Welcome to Understanding Link Analysis. The purpose of my site is to discuss the methods behind leveraging visual analytics to discover answers and patterns buried within data sets.

Visual analytics provides a proactive response to threats and risks by holistically examining information. As opposed to traditional data mining, by visualizing information, patterns of activity that run contrary to normal activity surface within very few occurances.

We can dive into thousands of insurance fraud claims to discover clusters of interrelated parties involved in a staged accident ring.

We can examine months of burglary reports to find a pattern leading back to a suspect.

With the new generation of visualization software our team is developing, we can dive into massive data sets and visually find new trends, patterns and threats that would take hours or days using conventional data mining.

The eye processes information much more rapidly when information is presented as images, this has been true since children started learning to read. As our instinct develops over time so does our ability to process complex concepts through visual identification. This is the power of visual analysis that I focus on in my site.

All information and data used in articles on this site is randomly generated with no relation to actual individuals or companies.

Visualizing Data For Analysis

For this example I am going to utilize i2's Analyst Notebook as my visual analysis software, however for the most part all visualization software follows the same rules of relationships so you should be able to apply these principals to all platforms.

In the previous article we discussed the method of querying and extracting data for visual analysis. Now we are going to take that data and import it into our visual analysis software to determine relationships between the entities in the data.

The scenario for this project is going to be the same as the example for data mining, the discovery of organized insurance fraud. In later articles I will cover other scenario's for analysis, but for this example I want to keep the same scenario as my data extract to make it easier to conceptualize.

Formatting Data For Import:

Based on the type of visualization software you utilize, you will need to properly format the data you extracted for analysis into a file compatible with your software. In this example, Analyst Notebook can accept data in .txt or excel formats for import so I am going to take my data extract and place it in excel for import.

I know that I am going to need to establish relationships between claims, people, vehicles and the associated locations for each in order to determine if related people are involved in multiple claims which would be an indicator of insurance fraud.

Looking at my data, I have extracted out filed that I need in order to create unique identifiers for each of my entities in order to establish the visual links between them:

Information about the people involved including where they live and their phone numbers

Information about the property involved

Information about the claim

Importing Your Data For Analysis:

I am ready to import my data for analysis. I begin by selecting my import file in Analyst Notebook and begin the process of assigning identities and attributes to each of the entities that I am going to import.
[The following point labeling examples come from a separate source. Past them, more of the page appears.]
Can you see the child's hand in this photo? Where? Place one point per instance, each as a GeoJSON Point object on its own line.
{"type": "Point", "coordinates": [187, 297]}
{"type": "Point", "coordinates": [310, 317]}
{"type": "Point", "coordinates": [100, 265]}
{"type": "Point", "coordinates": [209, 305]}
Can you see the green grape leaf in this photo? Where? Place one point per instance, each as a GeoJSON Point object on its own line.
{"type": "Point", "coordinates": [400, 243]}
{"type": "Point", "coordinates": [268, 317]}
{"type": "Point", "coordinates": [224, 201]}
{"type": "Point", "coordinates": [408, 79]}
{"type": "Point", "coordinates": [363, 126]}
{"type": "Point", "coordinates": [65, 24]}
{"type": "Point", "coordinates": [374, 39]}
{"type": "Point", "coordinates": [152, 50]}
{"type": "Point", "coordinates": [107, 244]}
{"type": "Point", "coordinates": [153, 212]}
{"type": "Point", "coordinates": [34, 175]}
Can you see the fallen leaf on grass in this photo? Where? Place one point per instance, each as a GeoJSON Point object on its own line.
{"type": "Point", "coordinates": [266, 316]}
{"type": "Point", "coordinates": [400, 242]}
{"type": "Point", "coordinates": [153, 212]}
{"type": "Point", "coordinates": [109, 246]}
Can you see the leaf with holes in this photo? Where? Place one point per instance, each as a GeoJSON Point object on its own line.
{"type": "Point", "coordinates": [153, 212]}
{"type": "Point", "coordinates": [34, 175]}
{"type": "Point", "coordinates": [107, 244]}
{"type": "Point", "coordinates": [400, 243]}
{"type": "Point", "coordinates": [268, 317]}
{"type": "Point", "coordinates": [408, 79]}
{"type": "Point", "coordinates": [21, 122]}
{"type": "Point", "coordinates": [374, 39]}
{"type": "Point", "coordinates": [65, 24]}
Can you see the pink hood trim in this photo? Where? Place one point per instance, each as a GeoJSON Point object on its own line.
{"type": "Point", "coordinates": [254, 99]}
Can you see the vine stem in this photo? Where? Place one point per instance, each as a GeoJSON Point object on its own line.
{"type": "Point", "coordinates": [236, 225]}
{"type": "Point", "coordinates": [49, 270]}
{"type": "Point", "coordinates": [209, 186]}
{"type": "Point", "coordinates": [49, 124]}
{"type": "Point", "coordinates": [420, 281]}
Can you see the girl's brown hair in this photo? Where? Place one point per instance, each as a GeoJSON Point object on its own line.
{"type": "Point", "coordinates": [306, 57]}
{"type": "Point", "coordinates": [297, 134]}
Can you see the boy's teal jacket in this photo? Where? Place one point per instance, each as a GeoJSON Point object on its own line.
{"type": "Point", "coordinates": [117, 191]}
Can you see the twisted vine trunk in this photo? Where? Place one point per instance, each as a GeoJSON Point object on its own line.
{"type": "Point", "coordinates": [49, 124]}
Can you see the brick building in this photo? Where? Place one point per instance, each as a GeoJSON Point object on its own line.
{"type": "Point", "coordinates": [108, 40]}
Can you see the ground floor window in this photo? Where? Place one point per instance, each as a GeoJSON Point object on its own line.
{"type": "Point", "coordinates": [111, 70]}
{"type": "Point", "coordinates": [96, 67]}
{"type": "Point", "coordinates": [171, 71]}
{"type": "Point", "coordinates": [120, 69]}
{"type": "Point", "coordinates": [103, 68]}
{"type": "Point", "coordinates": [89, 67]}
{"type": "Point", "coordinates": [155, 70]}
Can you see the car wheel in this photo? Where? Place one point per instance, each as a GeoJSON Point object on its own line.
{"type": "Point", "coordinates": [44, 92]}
I always start with the entity that is going to tie the most objects together, something I refer to as my pivot entity. In this case it is going to be claim as people and property and linked together through the claim. As the goal of my analysis is find the most interrelated claims, this makes the claim entity my central point of focus.

Establishing the import for the claim is fairly simple as it already has a unique identifier, the claim number. However there is additional information about the claim that I want to include as attributes such as the date of loss or the type of claim.

As illustrated in the picture, I am assigning the claim number field from my data as the identity of my claim entity and utlizing the claim loss date as my date field in the visualization. This will serve two purposes, first it will provide the information in my chart relating to the loss date and will also allow me to produce a time line off this data later if I choose.

Linked to the claim are vehicles and people. Since I am looking for interrelated claims as the basis for establishing organized insurance fraud, I am linking people to claims and vehicles to claim as opposed to linking people to vehicles.

I have four field for vehicles, the Vehicle Identification Number or VIN and the year make and model of the vehicle. From these four fields I need to create a unique identifier for my vehicle entity. A big mistake would be to make the year make and model of the vehicle the identity of the vehicle entity. This would in essence would create one 1990 Ford Taurus entity and link every claim involving this type of vehicle together. I am pretty sure that there is more then one 1990 Ford Taurus driving around in the country so I need to make sure the identity is distinct. For this reason I am going to select the VIN as the unique identifier or identity for this entity.

Now I have another issue, if I only use the VIN number as the description for this entity, it is not going to make sense to the people who are going to view my chart. No problem, I am going to use the VIN as the identity of this entity but use the year, make and model of the vehicle as the label. By doing this I still create a unique identifier for the vehicle but readers will have a simple label to tell them what the entity is.

I am going to have the same issue with people in the off chance that there is more then one person named John Smith in the State. Just like with vehicles, I am going establish a unique identity for people by using a combination of fields from my data such as First Name, Last Name and Date of Birth. For the label in my chart I am only going to use first and last name.
(All of the identifiers I used are random data not real)

I do want to be able to link people together by their locations and other identifiers. The most import part of importing data for visual analysis is deciding what to make an entity and what to make an attribute. In this case I could make social security number an attribute of the person but then I would not be able to link people together who are using the same social security number. For that reason I want to make social security number it's own entity because in fraud scenarios people often use fake SSN's and I may be able to link multiple people who are using the same made up SSN. The same issue exists for telephones, if I want to link entities together by a field I need to establish it as it's own entity not an attribute.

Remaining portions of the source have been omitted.